Geography
- Location: Karachi, Sindh, Pakistan

Organisation
- Affiliated university: College of Physicians and Surgeons of Pakistan Karachi Metropolitan University

Services
- Beds: 850

History
- Founded: 1974

Links
- Website: http://kmdc.edu.pk/abbassi-shaheed-hospital/

= Abbasi Shaheed Hospital =

Hospital in Karachi, Pakistan

Abbasi Shaheed Hospital is a teaching hospital located in Paposh Nagar neighborhood of Nazimabad, Karachi, Sindh, Pakistan. It is currently the teaching hospital for Karachi Metropolitan University (KM&DC).

==History==
The hospital was constructed in the early 1970s and serves the residents of northern part of the city (Nazimabad, North Nazimabad, North Karachi, F. B. Area, Orangi Town etc.) with an estimated population of nearly 1 million.

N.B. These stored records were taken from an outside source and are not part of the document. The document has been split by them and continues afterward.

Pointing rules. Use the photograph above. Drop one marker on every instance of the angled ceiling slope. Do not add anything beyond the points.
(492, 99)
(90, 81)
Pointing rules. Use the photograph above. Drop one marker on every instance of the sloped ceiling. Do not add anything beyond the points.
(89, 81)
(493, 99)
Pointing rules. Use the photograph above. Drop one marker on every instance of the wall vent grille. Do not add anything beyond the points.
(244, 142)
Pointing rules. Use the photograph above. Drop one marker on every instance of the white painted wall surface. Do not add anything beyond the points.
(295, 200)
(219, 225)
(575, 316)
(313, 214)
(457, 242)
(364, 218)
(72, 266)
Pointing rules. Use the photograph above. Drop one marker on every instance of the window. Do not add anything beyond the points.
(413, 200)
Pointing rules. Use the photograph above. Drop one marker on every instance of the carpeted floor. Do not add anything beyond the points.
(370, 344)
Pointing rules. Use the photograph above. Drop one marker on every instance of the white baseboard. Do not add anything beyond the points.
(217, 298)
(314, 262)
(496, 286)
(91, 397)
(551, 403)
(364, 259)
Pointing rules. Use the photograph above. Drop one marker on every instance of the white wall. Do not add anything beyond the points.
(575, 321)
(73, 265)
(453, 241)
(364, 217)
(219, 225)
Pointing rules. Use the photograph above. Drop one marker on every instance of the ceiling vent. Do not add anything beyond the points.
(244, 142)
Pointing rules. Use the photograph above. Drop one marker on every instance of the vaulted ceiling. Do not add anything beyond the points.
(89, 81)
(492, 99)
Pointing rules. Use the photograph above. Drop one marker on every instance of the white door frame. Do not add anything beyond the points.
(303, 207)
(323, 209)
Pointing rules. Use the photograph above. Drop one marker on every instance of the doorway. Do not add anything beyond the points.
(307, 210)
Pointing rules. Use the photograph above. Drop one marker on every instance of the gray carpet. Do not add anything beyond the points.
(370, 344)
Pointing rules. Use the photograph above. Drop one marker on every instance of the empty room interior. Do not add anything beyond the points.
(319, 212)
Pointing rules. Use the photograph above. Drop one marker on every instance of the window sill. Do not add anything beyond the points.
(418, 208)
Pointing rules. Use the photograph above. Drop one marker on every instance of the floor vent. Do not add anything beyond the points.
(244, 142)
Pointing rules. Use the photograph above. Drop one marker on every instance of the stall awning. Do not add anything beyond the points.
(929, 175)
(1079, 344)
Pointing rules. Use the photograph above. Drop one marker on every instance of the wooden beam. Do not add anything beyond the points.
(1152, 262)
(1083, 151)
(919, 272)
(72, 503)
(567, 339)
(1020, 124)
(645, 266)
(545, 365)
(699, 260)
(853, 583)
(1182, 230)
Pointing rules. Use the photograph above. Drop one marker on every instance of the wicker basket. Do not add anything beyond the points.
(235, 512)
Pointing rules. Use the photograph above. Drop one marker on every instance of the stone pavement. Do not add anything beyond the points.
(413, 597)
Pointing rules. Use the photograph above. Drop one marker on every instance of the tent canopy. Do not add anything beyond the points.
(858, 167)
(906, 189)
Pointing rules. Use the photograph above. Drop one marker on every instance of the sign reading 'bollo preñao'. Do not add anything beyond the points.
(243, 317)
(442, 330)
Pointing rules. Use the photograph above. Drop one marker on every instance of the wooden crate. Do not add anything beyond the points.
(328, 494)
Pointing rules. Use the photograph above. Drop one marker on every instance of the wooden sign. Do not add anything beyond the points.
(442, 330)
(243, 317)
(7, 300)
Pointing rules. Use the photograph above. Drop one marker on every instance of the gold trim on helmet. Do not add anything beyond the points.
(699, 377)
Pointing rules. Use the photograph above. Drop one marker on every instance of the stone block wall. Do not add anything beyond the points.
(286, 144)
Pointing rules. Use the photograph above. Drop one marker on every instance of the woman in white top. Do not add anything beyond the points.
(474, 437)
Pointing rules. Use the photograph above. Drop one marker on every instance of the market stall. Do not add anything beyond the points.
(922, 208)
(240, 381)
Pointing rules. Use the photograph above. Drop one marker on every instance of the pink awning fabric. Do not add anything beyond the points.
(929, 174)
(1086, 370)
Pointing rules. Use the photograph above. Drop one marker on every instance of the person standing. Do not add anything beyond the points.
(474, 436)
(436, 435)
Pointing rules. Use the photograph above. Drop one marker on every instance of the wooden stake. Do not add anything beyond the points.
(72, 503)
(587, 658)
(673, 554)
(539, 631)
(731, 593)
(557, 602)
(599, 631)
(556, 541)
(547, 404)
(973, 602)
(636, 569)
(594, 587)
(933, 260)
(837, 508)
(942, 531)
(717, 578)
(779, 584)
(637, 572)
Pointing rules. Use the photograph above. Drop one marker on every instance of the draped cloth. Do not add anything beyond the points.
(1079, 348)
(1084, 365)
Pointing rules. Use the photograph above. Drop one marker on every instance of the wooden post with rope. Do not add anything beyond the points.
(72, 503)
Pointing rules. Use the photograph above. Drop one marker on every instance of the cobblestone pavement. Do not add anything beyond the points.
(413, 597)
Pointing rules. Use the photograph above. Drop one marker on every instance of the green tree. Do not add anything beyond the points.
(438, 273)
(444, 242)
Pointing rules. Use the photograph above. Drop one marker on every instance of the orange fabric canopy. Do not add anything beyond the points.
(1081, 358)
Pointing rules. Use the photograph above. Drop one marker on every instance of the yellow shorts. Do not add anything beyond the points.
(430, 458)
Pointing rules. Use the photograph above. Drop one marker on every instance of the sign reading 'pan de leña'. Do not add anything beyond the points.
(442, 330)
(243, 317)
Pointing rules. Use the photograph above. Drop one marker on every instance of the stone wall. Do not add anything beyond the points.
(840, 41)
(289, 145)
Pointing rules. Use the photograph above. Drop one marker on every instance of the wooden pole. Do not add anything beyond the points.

It is the Karachi's 3rd largest government hospital after Jinnah Postgraduate Medical Centre (JPMC) and Civil Hospital.

This hospital was constructed by the city government during the tenure of Prime minister Zulfikar Ali Bhutto, in the name of Major Ziauddin Abbasi who sacrificed his life in the 1965 war between Pakistan and India.